Short Seller Spruce Point Says GFL Understates Debt; Stock Falls
Hedge Fund Spruce Point Calls Canada Waste Firm ‘Uninvestable’
(Bloomberg) -- Shares of waste management company GFL Environmental Inc. fell as much as 12% after a New York hedge fund released a report questioning its accounting and its “aggressive and opaque business model.”
The 107-page report by Spruce Point Capital Management LLC says the company requires injections of new capital and claims Chief Executive Officer Patrick Dovigi has “questionable” business connections. The allegations have not been proven.
Dovigi said the statements made by Spruce Point were “misleading” and contained factual errors, without specifying what they were. “The report contains numerous inaccuracies, which GFL believes are solely intended to benefit the author of the report who has disclosed that it stands to realize significant gains in the event that the stock price of GFL declines,” he said in an e-mailed statement.
The Spruce Point report includes a disclaimer telling readers they should assume the firm and its affiliates have a short position in GFL.
“Spruce Point believes that without access to new capital, the Company’s shares are worthless and likely uninvestable for institutional investors,” the report states.
GFL, based in Vaughan, Ontario, went public on March 3, just as a stock market selloff sparked by Covid-19 was gaining momentum.

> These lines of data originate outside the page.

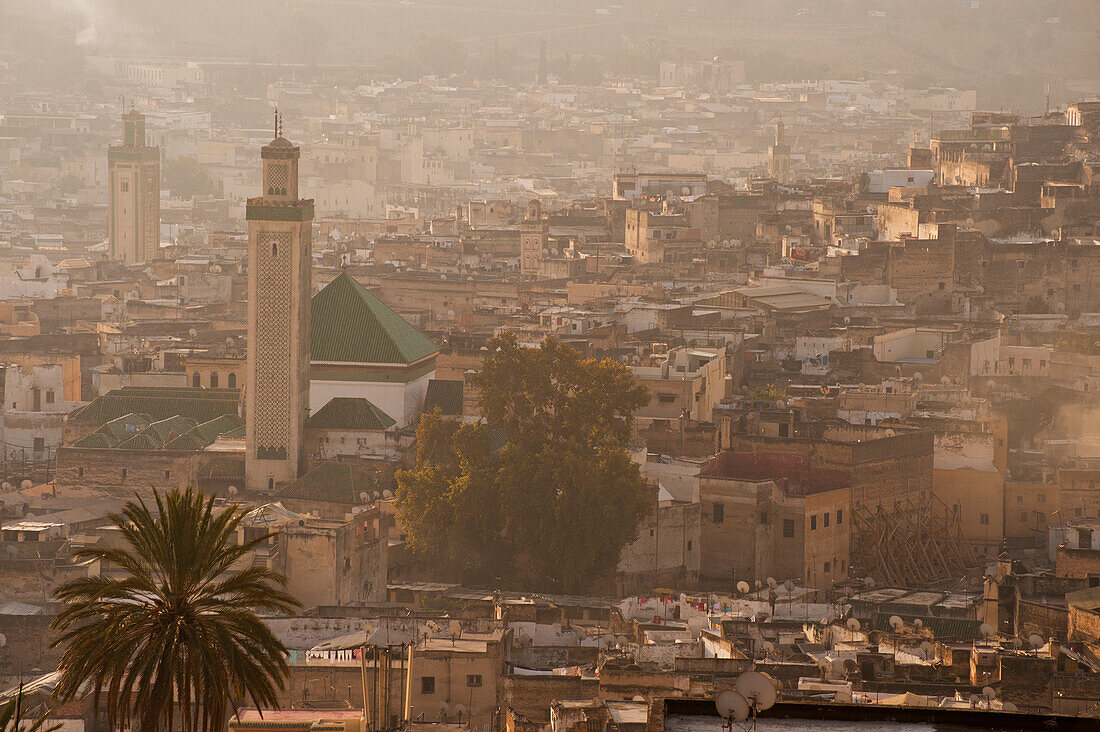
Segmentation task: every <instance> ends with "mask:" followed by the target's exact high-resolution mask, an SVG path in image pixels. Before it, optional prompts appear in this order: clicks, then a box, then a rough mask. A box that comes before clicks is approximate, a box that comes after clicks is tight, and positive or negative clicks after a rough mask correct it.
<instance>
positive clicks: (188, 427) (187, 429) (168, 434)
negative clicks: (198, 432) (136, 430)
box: [143, 414, 197, 445]
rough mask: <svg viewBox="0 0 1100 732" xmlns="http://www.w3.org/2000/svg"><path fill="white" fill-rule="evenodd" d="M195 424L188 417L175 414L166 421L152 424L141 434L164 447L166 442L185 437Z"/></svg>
mask: <svg viewBox="0 0 1100 732" xmlns="http://www.w3.org/2000/svg"><path fill="white" fill-rule="evenodd" d="M196 424H197V423H196V422H195V420H194V419H191V418H189V417H184V416H180V415H178V414H175V415H173V416H171V417H167V418H166V419H160V420H157V422H154V423H153V424H151V425H150V426H149V427H146V428H145V431H144V433H143V434H144V435H149V437H150V438H152V439H155V440H156V441H157V443H160V444H161V445H164V444H165V443H167V441H168V440H172V439H174V438H176V437H179V436H180V435H186V434H187V433H188V431H190V430H191V429H194V428H195V425H196Z"/></svg>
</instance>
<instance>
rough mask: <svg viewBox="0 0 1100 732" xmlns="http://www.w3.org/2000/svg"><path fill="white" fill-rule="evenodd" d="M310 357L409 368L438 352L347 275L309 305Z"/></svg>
mask: <svg viewBox="0 0 1100 732" xmlns="http://www.w3.org/2000/svg"><path fill="white" fill-rule="evenodd" d="M311 310H312V316H311V317H312V319H311V321H310V349H309V357H310V360H312V361H330V362H339V363H412V362H415V361H419V360H420V359H422V358H425V357H427V356H431V354H432V353H436V352H438V351H439V349H438V348H437V347H436V345H434V343H432V342H431V341H430V340H428V338H427V337H425V335H423V334H421V332H420V331H419V330H417V329H416V328H414V327H412V326H411V325H410V324H409V323H408V321H407V320H405V318H403V317H401V316H399V315H397V314H396V313H394V312H393V310H392V309H389V306H387V305H386V304H385V303H383V302H382V301H381V299H378V298H377V297H376V296H375V295H374V294H373V293H371V292H370V291H368V289H367V288H366V287H364V286H363V285H361V284H360V283H359V282H357V281H356V280H355V278H354V277H352V276H351V275H350V274H348V273H346V272H341V273H340V274H339V275H338V276H337V278H335V280H333V281H332V282H330V283H329V284H328V285H326V287H324V288H323V289H321V292H319V293H317V294H316V295H313V298H312V301H311Z"/></svg>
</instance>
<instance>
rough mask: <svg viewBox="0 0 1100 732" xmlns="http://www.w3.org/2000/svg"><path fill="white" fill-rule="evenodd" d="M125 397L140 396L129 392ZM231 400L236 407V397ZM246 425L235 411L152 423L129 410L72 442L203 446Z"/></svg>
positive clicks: (168, 445)
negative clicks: (232, 411) (211, 418)
mask: <svg viewBox="0 0 1100 732" xmlns="http://www.w3.org/2000/svg"><path fill="white" fill-rule="evenodd" d="M119 391H121V390H119ZM197 391H201V390H197ZM111 394H114V392H111ZM107 396H110V394H108V395H107ZM100 398H103V397H100ZM124 398H139V397H132V396H129V395H128V396H125V397H124ZM168 402H169V403H171V404H178V403H180V402H186V403H188V404H189V403H193V402H198V400H194V398H190V400H189V398H184V400H178V398H177V400H169V401H168ZM215 404H216V405H217V404H218V401H217V400H215ZM232 404H233V405H234V408H235V404H237V403H235V401H234V402H233V403H232ZM243 427H244V423H243V422H242V419H241V418H240V417H239V416H237V414H235V413H234V414H222V415H219V416H217V417H215V418H213V419H208V420H206V422H204V423H201V424H197V423H196V420H195V419H193V418H190V417H186V416H182V415H178V414H176V415H172V416H169V417H165V418H164V419H158V420H156V422H153V423H151V422H150V420H149V418H147V415H144V414H128V415H123V416H121V417H119V418H117V419H112V420H110V422H108V423H107V424H105V425H102V426H100V428H99V429H97V430H96V431H94V433H91V434H89V435H85V436H84V437H81V438H80V439H78V440H76V441H75V443H73V447H84V448H99V449H103V448H119V449H124V450H162V449H164V450H201V449H202V448H205V447H206V446H207V445H210V444H211V443H213V441H215V440H216V439H217V438H218V436H219V435H222V434H226V433H232V431H235V430H239V429H240V430H243Z"/></svg>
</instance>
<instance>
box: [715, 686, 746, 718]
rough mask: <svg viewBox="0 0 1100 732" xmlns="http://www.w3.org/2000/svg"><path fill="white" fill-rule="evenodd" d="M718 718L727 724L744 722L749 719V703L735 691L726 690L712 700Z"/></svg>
mask: <svg viewBox="0 0 1100 732" xmlns="http://www.w3.org/2000/svg"><path fill="white" fill-rule="evenodd" d="M714 706H715V707H716V708H717V709H718V717H720V718H722V719H724V720H727V721H729V722H744V721H745V720H747V719H748V718H749V702H748V700H747V699H746V698H745V697H742V696H741V695H740V693H738V692H737V691H734V690H731V689H727V690H726V691H723V692H720V693H719V695H718V696H717V697H715V699H714Z"/></svg>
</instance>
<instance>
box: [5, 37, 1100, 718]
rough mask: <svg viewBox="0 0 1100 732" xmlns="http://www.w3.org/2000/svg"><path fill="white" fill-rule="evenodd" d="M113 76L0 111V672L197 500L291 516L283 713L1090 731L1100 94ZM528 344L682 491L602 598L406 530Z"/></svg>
mask: <svg viewBox="0 0 1100 732" xmlns="http://www.w3.org/2000/svg"><path fill="white" fill-rule="evenodd" d="M110 62H111V63H107V62H106V61H105V59H98V61H97V62H96V64H97V65H96V68H97V69H99V77H98V78H99V86H98V87H97V91H96V92H95V94H92V92H91V91H89V92H88V94H87V95H86V96H85V97H80V98H77V97H67V98H62V99H56V98H51V97H50V96H48V95H45V94H34V92H33V91H31V90H25V89H19V88H15V87H13V86H9V85H0V367H2V368H0V376H2V382H0V384H2V391H0V393H2V402H0V479H2V482H3V485H2V488H3V490H2V492H0V516H2V520H0V521H2V526H0V632H2V633H3V634H4V636H5V638H7V646H4V647H0V676H2V677H5V678H12V679H14V678H17V677H20V676H26V675H30V674H31V673H32V671H34V670H35V669H37V670H42V669H44V668H46V667H47V666H50V665H51V664H54V663H56V659H57V651H56V649H54V648H51V647H50V646H48V642H50V641H51V640H52V636H51V631H50V630H48V627H47V624H48V621H50V619H51V618H52V616H53V615H54V614H55V613H56V611H57V608H56V607H54V603H52V602H51V600H50V589H51V588H52V587H54V586H56V584H57V583H58V582H61V581H64V580H66V579H69V578H73V577H80V576H90V575H95V573H97V572H103V571H110V568H103V567H99V566H92V565H89V564H86V562H81V561H79V560H74V558H73V553H74V551H75V550H77V549H79V548H80V547H84V546H88V545H97V544H110V543H111V542H113V540H117V529H116V527H113V526H112V525H111V522H110V520H109V517H108V514H109V513H111V512H112V511H114V510H117V509H118V507H119V506H120V505H121V504H122V503H123V502H124V501H125V500H127V499H129V498H131V496H132V495H133V494H134V493H135V492H136V493H139V494H142V493H147V492H149V491H151V490H152V489H154V488H155V489H166V488H174V487H197V488H199V489H201V490H202V491H205V492H206V493H207V494H212V495H217V496H218V500H219V502H220V504H222V503H223V504H226V505H229V504H240V505H243V506H245V507H246V509H248V511H249V514H248V518H246V520H245V522H244V523H243V524H242V526H241V535H242V538H243V537H251V536H254V535H256V534H255V533H254V532H263V531H267V529H272V528H277V529H278V532H279V533H278V534H277V536H275V537H273V538H272V539H271V540H270V542H268V543H267V544H266V545H264V546H262V547H259V548H257V549H256V550H255V553H254V556H253V557H252V561H253V564H254V565H255V566H266V567H271V568H273V569H277V570H278V571H279V572H282V573H283V575H285V576H286V577H287V579H288V583H289V590H290V592H292V593H294V594H295V596H296V597H297V598H299V599H300V600H301V602H303V604H304V605H305V608H306V611H305V612H304V614H303V615H301V616H299V618H272V619H270V624H271V625H272V627H273V629H274V630H275V631H276V633H277V634H278V636H279V637H281V640H282V641H283V642H284V643H285V644H286V645H287V647H288V648H290V649H292V655H290V668H292V673H290V679H289V682H288V685H287V688H286V689H285V692H284V699H283V701H284V706H286V707H289V708H293V709H297V712H287V714H288V717H286V718H285V724H286V725H287V729H290V728H294V729H298V728H299V726H300V728H301V729H309V724H311V723H313V722H316V721H317V720H318V719H320V718H321V717H318V714H320V712H317V711H316V710H318V709H324V710H329V711H327V712H324V714H323V718H324V719H328V720H330V721H331V722H332V724H335V725H337V726H334V728H331V729H342V730H353V729H354V730H357V729H360V728H359V726H356V725H357V724H359V722H357V721H356V722H353V721H352V720H353V718H354V719H362V718H363V712H355V713H354V714H353V713H349V712H346V711H345V710H346V709H348V708H349V707H350V708H352V709H367V710H371V711H370V714H373V715H374V717H373V718H371V719H373V722H371V725H372V726H371V729H385V728H387V726H388V725H389V724H390V720H393V719H398V720H417V721H419V722H422V723H426V724H427V723H437V724H463V725H466V726H472V728H475V729H478V730H486V731H488V730H493V731H496V730H508V731H509V732H515V731H522V732H536V731H541V730H553V732H570V731H572V730H575V729H576V728H577V725H580V724H582V723H583V724H586V725H588V726H585V729H590V730H591V729H596V728H593V726H591V725H593V724H595V725H597V726H598V729H608V728H609V726H615V728H618V729H631V730H640V729H642V726H646V728H647V729H657V730H660V729H663V726H659V725H660V724H663V714H664V713H665V712H668V711H669V710H673V711H675V710H680V711H679V712H678V713H680V712H682V713H690V703H689V702H691V701H692V700H700V699H704V700H705V699H709V698H713V696H714V693H715V692H716V691H717V690H720V689H723V688H726V687H728V686H729V685H730V684H733V682H734V679H736V677H737V676H738V675H739V674H741V673H744V671H748V670H752V669H756V670H761V671H767V673H768V674H770V675H771V676H772V677H773V678H774V679H775V680H777V682H778V685H779V696H780V699H781V700H785V701H787V702H792V703H793V702H803V703H812V704H831V703H834V702H837V703H839V704H842V706H844V704H848V703H850V702H856V703H859V704H867V706H875V704H879V706H887V707H891V706H893V707H936V708H943V709H954V710H964V709H965V710H969V711H972V712H974V713H975V714H986V713H994V712H1004V713H1007V712H1011V711H1019V712H1021V713H1034V714H1064V715H1078V714H1079V715H1092V717H1096V715H1098V714H1100V708H1098V706H1097V699H1098V698H1100V590H1097V587H1098V584H1100V485H1098V483H1100V418H1098V415H1100V395H1098V394H1100V182H1098V181H1097V179H1096V177H1095V176H1096V175H1097V174H1098V172H1100V102H1097V101H1071V102H1069V103H1068V105H1066V106H1065V108H1064V109H1059V110H1057V111H1049V112H1047V113H1045V114H1042V116H1038V117H1024V116H1021V114H1013V113H1005V112H985V111H981V110H979V109H977V100H976V96H975V94H974V91H967V90H955V89H925V90H914V89H909V88H903V87H901V86H891V85H888V84H880V83H869V81H867V83H865V81H848V80H834V79H822V80H816V81H802V83H791V84H750V83H746V81H745V67H744V66H745V65H744V64H742V63H740V62H733V61H720V59H714V61H707V62H685V61H682V59H669V61H668V62H665V63H662V64H661V66H660V74H659V77H657V78H645V77H638V78H623V77H608V78H606V79H605V80H604V83H603V84H595V85H588V86H581V85H565V84H561V83H558V81H557V80H554V79H547V80H544V81H542V83H539V84H535V85H528V86H525V87H513V86H508V85H506V84H504V83H500V81H494V80H485V79H475V78H471V77H465V76H456V77H454V78H448V79H443V78H437V77H425V78H422V79H418V80H408V79H405V80H399V79H395V80H370V81H363V83H360V84H357V85H344V86H333V84H332V80H331V78H330V77H329V76H327V74H329V73H331V74H333V75H339V74H338V70H339V69H315V70H313V72H309V70H308V69H297V73H296V74H294V78H293V79H292V78H289V77H288V78H273V79H267V80H265V81H263V83H256V81H254V76H253V73H252V72H251V70H250V69H248V68H245V67H243V65H242V64H237V63H229V62H217V63H215V62H210V63H207V62H187V63H182V62H178V61H175V59H156V58H122V57H118V58H112V59H110ZM250 79H251V80H252V81H251V86H250ZM120 91H122V92H124V94H127V95H128V96H129V97H131V99H132V100H133V101H132V103H131V102H127V103H125V105H124V106H122V105H120V103H117V102H113V101H111V100H113V99H116V98H117V97H118V92H120ZM230 98H232V102H233V103H232V105H230V103H228V101H227V100H229V99H230ZM219 102H227V103H223V105H222V103H219ZM273 109H277V110H278V111H277V112H276V122H275V129H274V130H272V129H270V127H271V125H270V123H268V121H267V120H270V119H271V113H272V111H273ZM930 111H931V112H934V117H933V116H930V114H928V112H930ZM281 120H282V121H281ZM930 120H934V122H935V124H936V127H935V128H934V129H930V124H928V123H930ZM284 125H285V129H284ZM273 138H274V139H273ZM120 139H121V140H122V144H121V145H120V144H118V140H120ZM292 141H293V142H292ZM500 332H513V334H515V335H516V337H517V339H518V340H519V341H520V342H521V343H529V345H535V343H538V342H540V341H541V340H543V339H544V338H547V337H553V338H557V339H559V340H561V341H563V342H565V343H569V345H570V346H572V347H574V348H575V349H577V350H579V351H581V352H582V353H583V354H585V356H587V357H593V358H599V359H605V358H606V359H613V360H616V361H619V362H621V363H624V364H626V365H628V367H629V369H630V371H631V372H632V374H634V378H635V380H636V381H637V382H638V383H640V384H642V385H643V386H646V389H647V390H648V393H649V401H648V403H647V404H645V405H643V406H641V408H640V409H639V411H638V413H637V418H636V420H635V424H634V430H632V434H631V437H630V444H631V450H632V456H634V459H635V461H636V462H637V463H638V465H639V466H640V468H641V471H642V473H643V474H645V476H646V478H647V479H648V481H649V483H650V487H651V491H652V503H653V507H654V510H653V511H652V513H651V514H650V515H649V516H648V517H647V518H646V520H643V522H642V523H641V524H640V525H639V526H638V532H637V536H636V538H635V540H634V542H632V543H631V544H629V545H628V546H627V547H626V548H625V549H624V551H623V555H621V557H620V559H619V562H618V567H617V571H616V572H615V575H614V576H609V577H606V578H604V581H602V582H601V583H598V584H597V586H594V587H593V588H591V594H592V597H574V596H546V594H536V593H531V592H522V591H515V592H507V591H494V589H492V588H491V589H485V588H467V587H462V586H461V584H460V583H459V582H456V581H455V578H453V577H447V576H441V575H440V572H439V570H438V568H436V567H433V566H431V565H430V564H428V562H425V561H423V560H422V559H421V558H419V557H418V556H417V555H415V554H412V553H410V551H409V550H408V549H407V548H406V545H405V539H406V536H405V533H404V531H403V527H401V525H400V521H399V518H398V516H397V515H396V509H395V490H396V485H395V480H394V473H395V471H396V470H399V469H400V468H404V467H408V466H409V465H410V463H411V462H412V460H414V459H415V452H416V427H417V424H418V422H419V419H420V417H421V415H423V414H425V413H433V412H437V411H438V412H439V413H441V414H442V415H444V416H447V417H451V418H454V419H460V420H465V422H476V420H477V419H478V418H480V414H478V401H477V394H476V390H475V389H474V386H473V383H472V374H474V373H475V372H476V371H477V369H478V367H480V364H481V362H482V360H483V359H484V358H485V356H486V352H487V349H486V343H487V342H488V340H489V339H491V338H492V337H493V336H495V335H497V334H500ZM379 688H383V689H388V690H389V691H386V692H385V693H382V695H381V696H378V693H379V692H378V689H379ZM372 689H373V691H371V690H372ZM987 689H988V691H987ZM36 692H41V693H47V692H48V681H45V682H44V684H43V685H42V686H40V687H36ZM371 695H374V696H373V697H371ZM906 695H909V696H906ZM368 697H370V698H368ZM899 697H901V698H900V699H899ZM379 699H382V700H383V701H382V702H381V704H382V706H381V708H379ZM88 703H89V704H90V703H91V702H88ZM678 704H679V706H678ZM87 706H88V704H86V707H87ZM334 710H344V711H334ZM685 710H686V711H685ZM88 713H89V709H88V708H84V709H76V710H74V711H73V717H74V719H78V718H81V714H83V715H84V718H87V717H88ZM355 714H357V717H355ZM980 719H982V720H985V722H988V721H989V719H996V718H986V717H981V718H980ZM985 722H983V723H985ZM989 723H992V722H989ZM296 725H297V726H296ZM303 725H304V726H303ZM231 726H235V729H241V730H244V729H254V728H255V729H260V728H262V726H263V723H262V722H261V721H259V720H257V719H253V718H251V717H249V715H248V714H242V715H241V717H239V718H238V719H237V720H235V721H234V722H232V723H231ZM326 729H330V728H326Z"/></svg>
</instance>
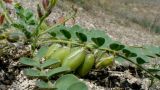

Two previous attempts at IPOs had failed; among investor concerns were the company’s large debt level and spending on acquisitions.
“We think GFL is just growing way too quickly,” Ben Axler, Chief Investment Officer at Spruce Point, said in an interview with Bloomberg Television. “We think the DOJ needs to take a serious look at the viability and the surviability of this business and whether or not they’re accurately presenting their financials.”
GFL shares were down 10.5% at 3:13 p.m. in Toronto, wiping out C$946 million ($719 million) in market value.
“Spruce Point’s ‘strong sell’ recommendation may trigger increased scrutiny of GFL Environmental, given the waste business’s high leverage and limited history as a public company,” Scott Levine, an analyst with Bloomberg Intelligence, wrote. “The report alleges improper management and aggressive accounting, and suggests regulators may fail to approve over $2 billion in acquisitions announced since June,” he added.
Spruce Point said GFL’s use of “run rate Ebitda“ in its IPO prospectus gives the company “significant discretion to inflate” the figure. Its total gross debt is “potentially misleading” as it doesn’t include capital leases, loans to Dovigi and the debt portion of its tangible equity units issued in March.
The hedge fund said GFL has understated its debt by at least C$460 million ($350 million). GFL’s total debt stood at C$5.29 billion at the end of the second quarter, according to data compiled by Bloomberg.
GFL announced a deal Aug. 12 to buy WCA Waste Corp. for $1.2 billion in a move that would expand its waste collection operations across 11 U.S. states, including Texas, Missouri and Florida. Having acquired 143 companies in over a decade, Spruce Point alleges that the waste hauler overpays for assets.
“Given that a meaningful portion of GFL’s stock is pledged as collateral for loans, we contend there is a real risk that the stock may collapse and the company’s auditor may not sign off on its financials after reviewing the evidence included in our report,” the Spruce Point report states.